Die Lebensqualität wurde systematisch verbessert, indem große Teile des Stadtgebiets vom Auto befreit wurden. Auf Parkplätzen entstanden Spielplätze, Werkstätten, Freiluftbühnen und Gärten. In die Parkhäuser zogen freie Theater, Diskotheken, Ateliers und Studios ein. Bemerkenswert ist das Parkhaus in der Adlerstraße, das mittlerweile von internationalen Kennern in den Rang von Andy Warhols New Yorker Factory erhoben wurde. Der Nürnberg-Fürther Bürgerkanal verbindet seit 2030, zusammen mit den gut ein Dutzend Seitenkanälen zur Pegnitz, nach Mögeldorf, zur Kunstakademie und ins Univiertel an der Münchener Straße die Menschen in den Nachbarstädten.

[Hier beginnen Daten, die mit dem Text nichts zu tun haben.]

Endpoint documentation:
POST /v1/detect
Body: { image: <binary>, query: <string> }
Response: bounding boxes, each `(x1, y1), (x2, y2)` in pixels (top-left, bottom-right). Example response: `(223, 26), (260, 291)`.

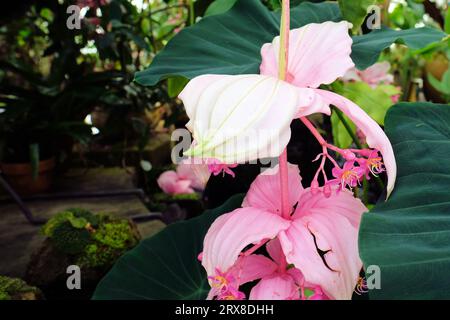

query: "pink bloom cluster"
(200, 164), (366, 300)
(177, 16), (397, 300)
(324, 149), (385, 193)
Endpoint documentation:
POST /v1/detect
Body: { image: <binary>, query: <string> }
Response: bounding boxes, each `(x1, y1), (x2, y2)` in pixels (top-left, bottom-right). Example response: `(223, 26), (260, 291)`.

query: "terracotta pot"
(0, 158), (55, 195)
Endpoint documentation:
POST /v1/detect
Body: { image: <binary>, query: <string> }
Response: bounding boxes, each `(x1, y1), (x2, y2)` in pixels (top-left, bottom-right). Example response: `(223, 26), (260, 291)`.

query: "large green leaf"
(352, 27), (446, 70)
(93, 194), (245, 300)
(359, 102), (450, 299)
(135, 0), (445, 86)
(135, 0), (341, 86)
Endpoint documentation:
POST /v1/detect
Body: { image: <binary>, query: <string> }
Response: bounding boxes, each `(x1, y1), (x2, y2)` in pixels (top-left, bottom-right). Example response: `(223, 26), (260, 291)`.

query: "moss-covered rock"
(0, 276), (43, 300)
(26, 208), (141, 299)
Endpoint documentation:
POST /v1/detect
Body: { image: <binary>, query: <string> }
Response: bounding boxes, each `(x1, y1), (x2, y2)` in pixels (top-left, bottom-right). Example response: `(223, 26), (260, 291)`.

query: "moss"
(51, 221), (92, 255)
(77, 221), (138, 268)
(40, 208), (139, 269)
(41, 208), (99, 237)
(0, 276), (41, 300)
(154, 192), (200, 202)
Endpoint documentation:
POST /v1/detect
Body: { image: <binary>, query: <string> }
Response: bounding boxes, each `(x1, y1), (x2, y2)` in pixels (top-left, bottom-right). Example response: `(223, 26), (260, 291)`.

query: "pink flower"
(157, 163), (210, 195)
(201, 164), (367, 300)
(330, 161), (365, 190)
(357, 149), (385, 178)
(342, 61), (394, 87)
(179, 21), (397, 198)
(206, 159), (238, 177)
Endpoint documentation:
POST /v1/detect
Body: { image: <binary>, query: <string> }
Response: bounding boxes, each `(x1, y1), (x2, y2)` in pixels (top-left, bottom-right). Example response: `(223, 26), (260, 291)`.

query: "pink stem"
(279, 149), (291, 219)
(300, 117), (327, 146)
(278, 0), (291, 220)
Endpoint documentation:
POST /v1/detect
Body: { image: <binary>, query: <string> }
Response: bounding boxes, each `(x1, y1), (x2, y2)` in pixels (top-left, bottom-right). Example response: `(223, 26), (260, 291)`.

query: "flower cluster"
(177, 10), (397, 299)
(312, 146), (386, 194)
(199, 164), (367, 300)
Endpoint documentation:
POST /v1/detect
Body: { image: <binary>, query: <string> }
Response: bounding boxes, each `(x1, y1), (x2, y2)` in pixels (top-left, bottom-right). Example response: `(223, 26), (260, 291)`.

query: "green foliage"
(0, 0), (186, 163)
(52, 222), (92, 255)
(351, 27), (446, 70)
(93, 194), (245, 300)
(41, 208), (139, 269)
(167, 76), (190, 98)
(154, 192), (201, 202)
(427, 50), (450, 100)
(359, 102), (450, 299)
(0, 275), (41, 300)
(135, 0), (445, 86)
(78, 220), (139, 268)
(135, 0), (342, 86)
(41, 208), (99, 237)
(204, 0), (238, 16)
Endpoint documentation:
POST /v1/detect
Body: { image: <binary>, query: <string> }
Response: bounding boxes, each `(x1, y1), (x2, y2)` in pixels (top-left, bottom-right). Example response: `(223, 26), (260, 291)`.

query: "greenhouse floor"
(0, 167), (165, 278)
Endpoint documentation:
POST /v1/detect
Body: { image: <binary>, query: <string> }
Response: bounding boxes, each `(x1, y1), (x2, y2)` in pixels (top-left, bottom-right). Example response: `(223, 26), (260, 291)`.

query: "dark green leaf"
(359, 102), (450, 299)
(352, 27), (446, 70)
(93, 194), (245, 300)
(167, 76), (189, 98)
(204, 0), (238, 17)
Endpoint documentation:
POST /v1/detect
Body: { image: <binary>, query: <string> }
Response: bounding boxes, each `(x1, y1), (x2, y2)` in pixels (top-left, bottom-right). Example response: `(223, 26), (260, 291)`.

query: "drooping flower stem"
(278, 0), (291, 219)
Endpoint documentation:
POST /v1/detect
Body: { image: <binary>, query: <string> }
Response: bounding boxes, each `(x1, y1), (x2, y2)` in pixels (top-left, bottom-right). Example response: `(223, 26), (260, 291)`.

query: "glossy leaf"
(352, 27), (446, 70)
(359, 102), (450, 299)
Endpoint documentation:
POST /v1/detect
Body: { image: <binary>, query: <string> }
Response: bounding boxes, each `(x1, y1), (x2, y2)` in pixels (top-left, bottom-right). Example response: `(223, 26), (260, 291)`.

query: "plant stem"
(363, 178), (369, 205)
(278, 0), (291, 220)
(333, 106), (362, 149)
(188, 0), (195, 26)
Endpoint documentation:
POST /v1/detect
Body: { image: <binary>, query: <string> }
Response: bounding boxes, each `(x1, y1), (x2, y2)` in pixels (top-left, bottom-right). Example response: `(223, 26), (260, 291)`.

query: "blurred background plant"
(0, 0), (192, 178)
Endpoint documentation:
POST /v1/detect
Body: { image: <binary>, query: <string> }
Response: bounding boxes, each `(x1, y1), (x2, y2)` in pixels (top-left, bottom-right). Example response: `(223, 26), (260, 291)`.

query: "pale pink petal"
(157, 171), (178, 194)
(359, 61), (394, 86)
(278, 189), (365, 300)
(230, 255), (278, 285)
(260, 21), (354, 88)
(242, 163), (303, 215)
(249, 274), (300, 300)
(202, 207), (291, 278)
(172, 179), (194, 194)
(293, 187), (367, 229)
(266, 238), (285, 266)
(177, 162), (211, 191)
(178, 75), (226, 132)
(314, 89), (397, 198)
(178, 74), (308, 163)
(341, 67), (361, 82)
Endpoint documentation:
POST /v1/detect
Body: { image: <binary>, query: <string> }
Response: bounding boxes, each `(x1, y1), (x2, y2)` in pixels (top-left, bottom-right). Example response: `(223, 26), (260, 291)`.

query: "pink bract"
(202, 164), (367, 300)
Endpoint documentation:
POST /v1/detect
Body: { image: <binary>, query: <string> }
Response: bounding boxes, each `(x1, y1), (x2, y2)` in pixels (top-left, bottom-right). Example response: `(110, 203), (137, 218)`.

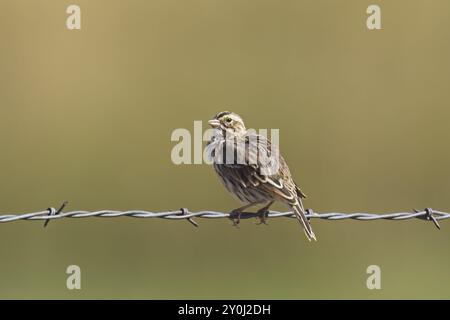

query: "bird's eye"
(225, 117), (232, 123)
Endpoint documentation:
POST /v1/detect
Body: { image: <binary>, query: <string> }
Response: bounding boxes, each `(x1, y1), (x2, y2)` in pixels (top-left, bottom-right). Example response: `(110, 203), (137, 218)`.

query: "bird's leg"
(256, 201), (274, 225)
(230, 203), (256, 227)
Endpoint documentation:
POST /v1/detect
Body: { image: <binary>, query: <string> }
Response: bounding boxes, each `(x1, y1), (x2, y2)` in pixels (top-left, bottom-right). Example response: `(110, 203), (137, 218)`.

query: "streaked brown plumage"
(206, 111), (316, 241)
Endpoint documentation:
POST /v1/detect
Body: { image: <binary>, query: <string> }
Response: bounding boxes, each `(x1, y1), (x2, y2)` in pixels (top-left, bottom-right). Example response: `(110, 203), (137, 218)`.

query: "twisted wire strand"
(0, 204), (447, 229)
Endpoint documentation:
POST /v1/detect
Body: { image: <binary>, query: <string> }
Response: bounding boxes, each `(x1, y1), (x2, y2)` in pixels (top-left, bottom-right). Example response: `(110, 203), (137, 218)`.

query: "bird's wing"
(295, 184), (307, 198)
(235, 134), (301, 203)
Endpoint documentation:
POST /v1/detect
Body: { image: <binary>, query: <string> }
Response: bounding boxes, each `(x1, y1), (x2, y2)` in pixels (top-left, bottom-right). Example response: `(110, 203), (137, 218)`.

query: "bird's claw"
(229, 210), (241, 228)
(255, 210), (269, 225)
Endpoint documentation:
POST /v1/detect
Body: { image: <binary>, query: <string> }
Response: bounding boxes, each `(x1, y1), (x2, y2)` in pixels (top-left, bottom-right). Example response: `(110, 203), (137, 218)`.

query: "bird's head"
(208, 111), (247, 136)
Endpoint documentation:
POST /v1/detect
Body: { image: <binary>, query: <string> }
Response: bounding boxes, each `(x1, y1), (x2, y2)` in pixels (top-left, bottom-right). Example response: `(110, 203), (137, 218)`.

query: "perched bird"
(206, 111), (316, 241)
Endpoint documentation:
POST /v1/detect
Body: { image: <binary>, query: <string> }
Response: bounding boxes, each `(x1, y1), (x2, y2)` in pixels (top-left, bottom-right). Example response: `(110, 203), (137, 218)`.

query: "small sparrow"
(206, 111), (316, 241)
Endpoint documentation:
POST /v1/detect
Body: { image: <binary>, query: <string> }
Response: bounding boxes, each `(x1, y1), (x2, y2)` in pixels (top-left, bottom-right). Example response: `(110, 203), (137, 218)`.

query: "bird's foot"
(256, 209), (269, 225)
(229, 210), (242, 228)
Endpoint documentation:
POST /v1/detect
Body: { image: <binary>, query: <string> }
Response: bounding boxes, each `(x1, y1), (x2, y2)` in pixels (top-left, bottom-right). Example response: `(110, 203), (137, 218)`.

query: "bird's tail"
(291, 198), (316, 241)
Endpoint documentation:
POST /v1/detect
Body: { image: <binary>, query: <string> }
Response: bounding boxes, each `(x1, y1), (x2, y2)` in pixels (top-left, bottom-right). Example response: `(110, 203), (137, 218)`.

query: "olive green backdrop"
(1, 0), (450, 299)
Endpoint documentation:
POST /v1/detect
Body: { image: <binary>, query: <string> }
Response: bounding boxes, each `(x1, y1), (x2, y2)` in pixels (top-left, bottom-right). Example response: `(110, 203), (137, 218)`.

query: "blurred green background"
(1, 0), (450, 299)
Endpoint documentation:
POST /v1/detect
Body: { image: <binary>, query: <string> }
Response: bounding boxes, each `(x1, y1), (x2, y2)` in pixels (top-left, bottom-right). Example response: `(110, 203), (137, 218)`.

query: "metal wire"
(0, 203), (446, 229)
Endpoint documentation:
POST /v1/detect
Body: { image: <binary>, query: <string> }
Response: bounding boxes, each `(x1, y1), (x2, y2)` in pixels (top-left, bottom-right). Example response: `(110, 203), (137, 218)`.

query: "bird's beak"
(208, 119), (220, 128)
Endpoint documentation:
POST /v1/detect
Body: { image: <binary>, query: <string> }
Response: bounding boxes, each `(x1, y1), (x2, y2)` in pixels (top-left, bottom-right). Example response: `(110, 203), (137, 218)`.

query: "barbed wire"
(0, 202), (446, 229)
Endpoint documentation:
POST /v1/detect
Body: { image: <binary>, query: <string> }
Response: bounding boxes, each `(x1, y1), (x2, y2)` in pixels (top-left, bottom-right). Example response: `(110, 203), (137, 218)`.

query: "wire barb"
(179, 208), (199, 228)
(305, 208), (315, 222)
(43, 201), (68, 228)
(414, 207), (440, 230)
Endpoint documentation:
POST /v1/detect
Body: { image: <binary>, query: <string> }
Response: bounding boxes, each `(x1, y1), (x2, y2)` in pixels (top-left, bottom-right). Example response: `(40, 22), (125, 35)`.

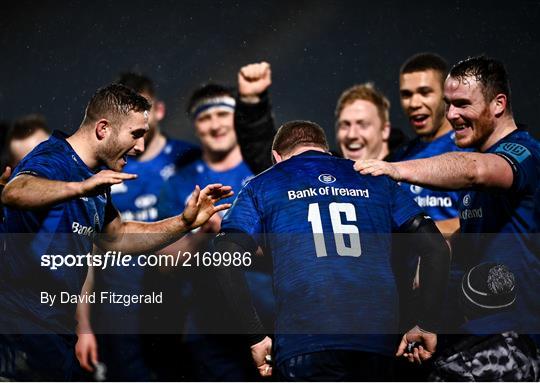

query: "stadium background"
(1, 0), (539, 146)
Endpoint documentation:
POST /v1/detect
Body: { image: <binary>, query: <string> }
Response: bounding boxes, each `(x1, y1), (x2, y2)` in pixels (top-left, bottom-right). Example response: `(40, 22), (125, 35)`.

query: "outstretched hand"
(181, 184), (233, 230)
(251, 336), (273, 377)
(396, 326), (437, 364)
(354, 159), (401, 181)
(80, 169), (137, 196)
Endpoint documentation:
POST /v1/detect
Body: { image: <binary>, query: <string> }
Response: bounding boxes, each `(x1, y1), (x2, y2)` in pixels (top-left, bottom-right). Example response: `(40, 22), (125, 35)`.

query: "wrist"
(179, 213), (193, 230)
(250, 335), (271, 349)
(239, 94), (261, 104)
(70, 181), (85, 197)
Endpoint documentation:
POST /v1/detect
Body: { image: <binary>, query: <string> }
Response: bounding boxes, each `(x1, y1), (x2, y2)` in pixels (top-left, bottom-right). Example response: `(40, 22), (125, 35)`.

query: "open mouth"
(410, 114), (429, 128)
(345, 143), (364, 152)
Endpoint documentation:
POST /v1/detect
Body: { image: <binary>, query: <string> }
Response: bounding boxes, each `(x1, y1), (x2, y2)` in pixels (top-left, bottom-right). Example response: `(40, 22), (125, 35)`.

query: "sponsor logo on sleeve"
(495, 142), (531, 163)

Der von einer unabhängigen Genossenschaft betriebene Bürgerkanal ist zugleich ein weltweit leuchtendes Vorbild für die sowohl ökonomisch als auch ökologisch erfolgreiche Umwandlung einer sinnlosen Autobahn in ein grünes Band der Nachhaltigkeit.

Junge Familien finden in Nürnberg alles, was das Herz begehrt: billige und schöne Wohnungen dank der Vertreibung aller »Immobilienmoguln«, die mit ihren gesichtslosen Schuhschachtelsiedlungen aus Beton, die eher Schließfächern für lebende Roboter als menschenwürdigen Heimstätten glichen, ganze Stadtviertel verödeten. Während damals einzelne Multimillionäre nach nichts anderem trachteten als ihren obszönen Reichtum auf Kosten der Qualität und Nachhaltigkeit zu steigern, wimmelt es heute in den neuen Quartieren von Lebensmittelgeschäften, Läden von Handwerkern und Künstlern, Restaurants und Nachbarschaftstreffs. Leider war eine komplett handlungsunfähige Stadtspitze bis zu den Wahlen im März 2020, bei denen sie in den Orkus des Vergessens gefegt wurde, serienweise auf die durchschaubaren Lügen dieser »Investoren« hereingefallen wie die Oma einem Zeitschriftendrücker an der Haustür.

Wohl kaum erwähnt zu werden braucht, dass auch andere Abzocker, wie die Veranstalter der »Megaevents« Rock im Park, Beachvolleyball auf dem Hauptmarkt oder Norisringrennen höflich aber bestimmt aus dem Stadtgebiet hinaus komplementiert wurden. Sie dürfen den Lärm, Gestank und Müll, den sie früher in Nürnberg abluden, nun woanders hinterlassen. Im Rathaus war jemandem ein Licht aufgegangen – wieso die Stadt immer mehr Massenereignisse zuließ und dennoch die Einnahmen kontinuierlich zurückgingen. Leider gibt es aber noch immer genügend Kommunen, die sich als Nutzfläche für komplett niveaubefreite Kommerzveranstaltungen hergeben, weil sie das Märchen von der Werbewirkung unhinterfragt nachplappern.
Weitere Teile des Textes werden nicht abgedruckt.